È, aggiornato, l’avvertimento mazziniano. Ma bisogna far presto. Perché, come avverte l’economista Adriano Giannola presidente della Svimez (l’Associazione per lo Sviluppo del Mezzogiorno fondata da Pasquale Saraceno nel 1946), quella locomotiva comincia anche a perdere vagoni. Vagoni che si chiamano Toscana e Piemonte. Ed  è l’ennesima dimostrazione che l’Italia senza il Mezzogiorno non ce la può fare. Lo sa bene il Piemonte le cui industrie, soprattutto quella automobilistica, senza la manodopera immigrata dal Mezzogiorno sarebbero rimaste praticamente ferme.

Ma non è con la riprese della immigrazione al Nord che quella locomotiva può andare velocemente avanti. Al contrario quella meridionale è una locomotiva che si muoverà progressivamente veloce cominciando a trattenere i manovratori che hanno le valigie già pronte. E poi richiamando quanti se ne sono andati.

Quali incentivi?

Come e con quali “incentivi” sarà possibile e in tempi brevi fermare le partenze e incrementare i rientri?

Certamente accrescendo la capacità di spesa e quella di proporre programmi di sviluppo in grado di essere accolti e finanziati contrariamente a quanto ritengono Attilio Fontana e Giuseppe Sala. Ma il quesito è anche un altro: proporre programmi per fare e produrre che cosa? Realizzare posti di lavoro capaci di trattenere potenziali migranti e attrarre rientri è certamente un obiettivo. Ma se per realizzarlo non si bada alla durata nel tempo dell’incentivo, alla sua autentica “sostenibilità”, si rischia di fare la fine della lavatrici della Whirlpool.

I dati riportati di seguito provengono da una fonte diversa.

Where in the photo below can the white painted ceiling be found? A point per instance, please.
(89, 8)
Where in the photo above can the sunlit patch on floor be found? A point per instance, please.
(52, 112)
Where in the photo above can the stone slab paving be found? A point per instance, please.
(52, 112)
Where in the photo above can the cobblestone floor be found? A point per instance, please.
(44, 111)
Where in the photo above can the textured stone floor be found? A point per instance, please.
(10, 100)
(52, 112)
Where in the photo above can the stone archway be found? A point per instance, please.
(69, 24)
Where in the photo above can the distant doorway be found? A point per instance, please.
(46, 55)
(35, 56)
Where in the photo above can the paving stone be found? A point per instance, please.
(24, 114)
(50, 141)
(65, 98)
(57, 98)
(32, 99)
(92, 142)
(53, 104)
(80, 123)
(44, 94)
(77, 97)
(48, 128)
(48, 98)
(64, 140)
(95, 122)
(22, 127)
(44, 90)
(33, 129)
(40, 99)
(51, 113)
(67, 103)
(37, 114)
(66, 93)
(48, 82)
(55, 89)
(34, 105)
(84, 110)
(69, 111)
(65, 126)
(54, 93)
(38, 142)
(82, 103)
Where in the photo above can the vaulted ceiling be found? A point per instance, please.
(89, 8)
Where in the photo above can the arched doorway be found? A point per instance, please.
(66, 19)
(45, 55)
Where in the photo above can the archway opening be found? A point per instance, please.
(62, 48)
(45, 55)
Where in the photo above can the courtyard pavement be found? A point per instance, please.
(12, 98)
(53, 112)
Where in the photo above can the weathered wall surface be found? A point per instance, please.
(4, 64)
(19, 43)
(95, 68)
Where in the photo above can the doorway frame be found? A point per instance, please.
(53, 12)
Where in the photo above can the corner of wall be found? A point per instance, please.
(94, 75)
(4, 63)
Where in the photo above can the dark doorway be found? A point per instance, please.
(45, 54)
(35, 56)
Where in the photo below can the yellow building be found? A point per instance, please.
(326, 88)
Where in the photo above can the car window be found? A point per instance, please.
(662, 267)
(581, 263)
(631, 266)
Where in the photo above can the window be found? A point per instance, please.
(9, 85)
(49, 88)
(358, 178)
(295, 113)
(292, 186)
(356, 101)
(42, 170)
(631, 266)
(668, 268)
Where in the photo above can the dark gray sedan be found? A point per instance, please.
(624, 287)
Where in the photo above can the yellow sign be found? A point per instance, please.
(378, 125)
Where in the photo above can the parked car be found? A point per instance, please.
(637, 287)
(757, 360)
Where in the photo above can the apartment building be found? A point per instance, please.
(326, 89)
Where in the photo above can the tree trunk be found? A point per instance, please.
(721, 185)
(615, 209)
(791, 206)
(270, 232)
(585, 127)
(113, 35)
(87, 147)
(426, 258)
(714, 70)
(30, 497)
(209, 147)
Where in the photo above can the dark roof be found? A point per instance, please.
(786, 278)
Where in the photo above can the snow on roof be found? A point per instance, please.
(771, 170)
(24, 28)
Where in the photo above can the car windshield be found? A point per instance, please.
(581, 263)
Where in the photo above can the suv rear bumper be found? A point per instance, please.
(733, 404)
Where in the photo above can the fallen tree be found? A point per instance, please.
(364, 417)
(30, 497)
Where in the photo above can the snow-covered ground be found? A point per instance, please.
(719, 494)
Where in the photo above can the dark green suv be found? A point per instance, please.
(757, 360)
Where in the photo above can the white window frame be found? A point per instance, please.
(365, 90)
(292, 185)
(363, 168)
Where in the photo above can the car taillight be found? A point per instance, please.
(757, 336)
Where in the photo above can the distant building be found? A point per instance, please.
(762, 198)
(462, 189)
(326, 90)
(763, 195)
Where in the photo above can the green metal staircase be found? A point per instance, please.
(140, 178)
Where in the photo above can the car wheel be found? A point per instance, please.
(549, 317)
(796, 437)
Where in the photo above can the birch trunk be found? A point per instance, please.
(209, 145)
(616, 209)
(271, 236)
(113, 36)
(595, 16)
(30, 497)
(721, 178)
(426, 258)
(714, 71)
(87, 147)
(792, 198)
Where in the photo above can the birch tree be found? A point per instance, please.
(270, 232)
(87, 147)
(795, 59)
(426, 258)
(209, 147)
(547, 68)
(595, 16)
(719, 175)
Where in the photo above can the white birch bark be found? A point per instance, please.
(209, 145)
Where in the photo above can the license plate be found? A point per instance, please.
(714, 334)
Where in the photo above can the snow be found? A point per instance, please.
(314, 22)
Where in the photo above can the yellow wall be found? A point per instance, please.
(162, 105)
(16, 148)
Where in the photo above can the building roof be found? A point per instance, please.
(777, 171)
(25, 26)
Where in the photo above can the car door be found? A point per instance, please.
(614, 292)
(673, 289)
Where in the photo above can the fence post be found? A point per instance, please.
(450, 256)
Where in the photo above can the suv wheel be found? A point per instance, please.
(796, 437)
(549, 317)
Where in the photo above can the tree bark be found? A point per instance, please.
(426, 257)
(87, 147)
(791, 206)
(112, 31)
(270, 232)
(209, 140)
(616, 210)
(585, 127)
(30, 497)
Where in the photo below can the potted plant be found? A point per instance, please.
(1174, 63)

Il che significa che se all’urlo “lavoro, lavoro” non si dice quale tipo di sollecitazioni bisogna dare all’industria per creare posti di lavoro, si finisce col fare interventi che hanno solo il sapore della beneficenza. E, in quanto tali, non sono sostenibili perchè non duraturi.

Un lavoro lungo nel tempo

Il che significa, ancora, che sarà possibile approfittare dei i fondi del Piano Nazionale di Ripresa e Resilienza utilizzandoli come incentivo a restare e a tornare solo dimostrando che quanto ci si propone di fare con quei soldi garantisce un lavoro lungo nel tempo. Potrà darne l’industria che produca beni di consumo di lunga durata; l’agricoltura il cui ancora timido ritorno ai campi può essere fortemente incentivato; il turismo e il terziario in genere. E queste sono risposte da tutto e niente se non suffragate da nomi e cognomi delle cose che si propone di fare.

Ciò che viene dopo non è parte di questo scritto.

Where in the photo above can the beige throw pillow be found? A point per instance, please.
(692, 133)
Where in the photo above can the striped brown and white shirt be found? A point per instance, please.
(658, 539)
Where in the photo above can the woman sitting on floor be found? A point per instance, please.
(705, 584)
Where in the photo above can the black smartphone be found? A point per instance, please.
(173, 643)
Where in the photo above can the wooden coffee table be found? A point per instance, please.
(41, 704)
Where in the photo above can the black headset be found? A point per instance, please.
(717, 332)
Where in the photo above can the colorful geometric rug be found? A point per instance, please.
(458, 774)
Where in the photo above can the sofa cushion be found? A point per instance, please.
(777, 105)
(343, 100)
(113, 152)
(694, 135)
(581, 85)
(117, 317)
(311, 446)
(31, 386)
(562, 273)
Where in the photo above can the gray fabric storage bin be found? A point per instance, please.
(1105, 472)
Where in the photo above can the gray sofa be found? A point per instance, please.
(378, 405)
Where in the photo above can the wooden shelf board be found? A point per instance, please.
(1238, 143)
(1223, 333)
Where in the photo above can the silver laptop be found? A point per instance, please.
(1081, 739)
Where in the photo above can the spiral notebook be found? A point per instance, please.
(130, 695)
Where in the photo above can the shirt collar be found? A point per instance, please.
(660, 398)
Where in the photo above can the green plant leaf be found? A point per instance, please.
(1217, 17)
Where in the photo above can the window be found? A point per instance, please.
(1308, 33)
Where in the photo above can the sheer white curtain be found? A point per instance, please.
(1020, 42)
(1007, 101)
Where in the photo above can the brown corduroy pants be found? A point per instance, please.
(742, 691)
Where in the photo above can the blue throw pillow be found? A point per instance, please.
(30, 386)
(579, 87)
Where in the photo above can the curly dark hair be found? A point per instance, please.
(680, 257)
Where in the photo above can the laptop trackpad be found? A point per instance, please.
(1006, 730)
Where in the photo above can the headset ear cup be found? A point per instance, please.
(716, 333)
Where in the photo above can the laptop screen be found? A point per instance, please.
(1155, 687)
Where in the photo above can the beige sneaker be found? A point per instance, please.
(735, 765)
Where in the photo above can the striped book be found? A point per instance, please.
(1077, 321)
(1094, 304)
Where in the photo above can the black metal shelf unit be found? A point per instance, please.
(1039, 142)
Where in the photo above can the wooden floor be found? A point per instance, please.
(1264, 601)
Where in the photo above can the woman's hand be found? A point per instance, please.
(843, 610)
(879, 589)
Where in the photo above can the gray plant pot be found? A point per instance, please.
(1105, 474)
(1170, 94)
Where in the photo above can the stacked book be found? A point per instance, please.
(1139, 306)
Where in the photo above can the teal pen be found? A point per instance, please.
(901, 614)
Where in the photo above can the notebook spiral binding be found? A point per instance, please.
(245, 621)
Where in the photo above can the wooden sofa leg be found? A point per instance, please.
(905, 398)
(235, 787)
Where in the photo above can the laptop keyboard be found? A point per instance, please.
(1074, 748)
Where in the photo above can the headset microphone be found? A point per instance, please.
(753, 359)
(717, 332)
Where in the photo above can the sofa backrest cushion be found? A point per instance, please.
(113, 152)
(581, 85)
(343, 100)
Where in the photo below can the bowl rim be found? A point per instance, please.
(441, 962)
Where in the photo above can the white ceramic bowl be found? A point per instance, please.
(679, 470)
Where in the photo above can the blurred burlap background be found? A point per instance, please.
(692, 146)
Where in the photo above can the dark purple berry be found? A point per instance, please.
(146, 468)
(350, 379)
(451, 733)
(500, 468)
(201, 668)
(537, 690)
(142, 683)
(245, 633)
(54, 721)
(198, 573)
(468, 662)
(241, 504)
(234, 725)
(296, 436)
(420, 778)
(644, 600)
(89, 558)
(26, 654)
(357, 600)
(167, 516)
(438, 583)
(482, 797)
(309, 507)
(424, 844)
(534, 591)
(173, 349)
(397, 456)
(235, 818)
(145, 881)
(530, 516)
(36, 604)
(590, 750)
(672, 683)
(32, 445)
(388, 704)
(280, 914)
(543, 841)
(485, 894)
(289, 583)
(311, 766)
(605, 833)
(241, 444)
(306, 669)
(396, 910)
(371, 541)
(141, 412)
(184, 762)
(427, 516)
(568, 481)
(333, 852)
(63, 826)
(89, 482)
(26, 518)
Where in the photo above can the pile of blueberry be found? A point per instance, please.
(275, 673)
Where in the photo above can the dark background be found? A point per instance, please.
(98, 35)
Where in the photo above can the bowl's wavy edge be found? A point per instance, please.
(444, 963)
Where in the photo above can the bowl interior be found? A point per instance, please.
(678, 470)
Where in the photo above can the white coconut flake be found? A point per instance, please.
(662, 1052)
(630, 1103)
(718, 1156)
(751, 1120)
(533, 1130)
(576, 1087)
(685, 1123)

Una su tutte, lo ripeto sino alla noia, è l’attenzione da riservare al recupero e sostegno di vivibilità dell’ambiente e sicurezza del territorio. Perché nella fragile Italia il Mezzogiorno vi è maggiormente esposto e sguarnito. E investire per abbatterne la vulnerabilità significherebbe creare un ambiente maggiormente “attraente”. Dal quale non avrebbe senso andarsene e sarebbe bello tornare su un territorio sicuro perché non esposto ai rischi di frane e alluvioni; perché antisismico in tutto il patrimonio edilizio (a cominciare dalle scuole); perché le città non sono più fabbriche di inquinamento e gas serra (Resilienza).

Questo, Realisticamente (un’altra R),  è un obbligo. Certamente con elevati costi, ma con benefici incommensurabilmente superiori (Ripresa).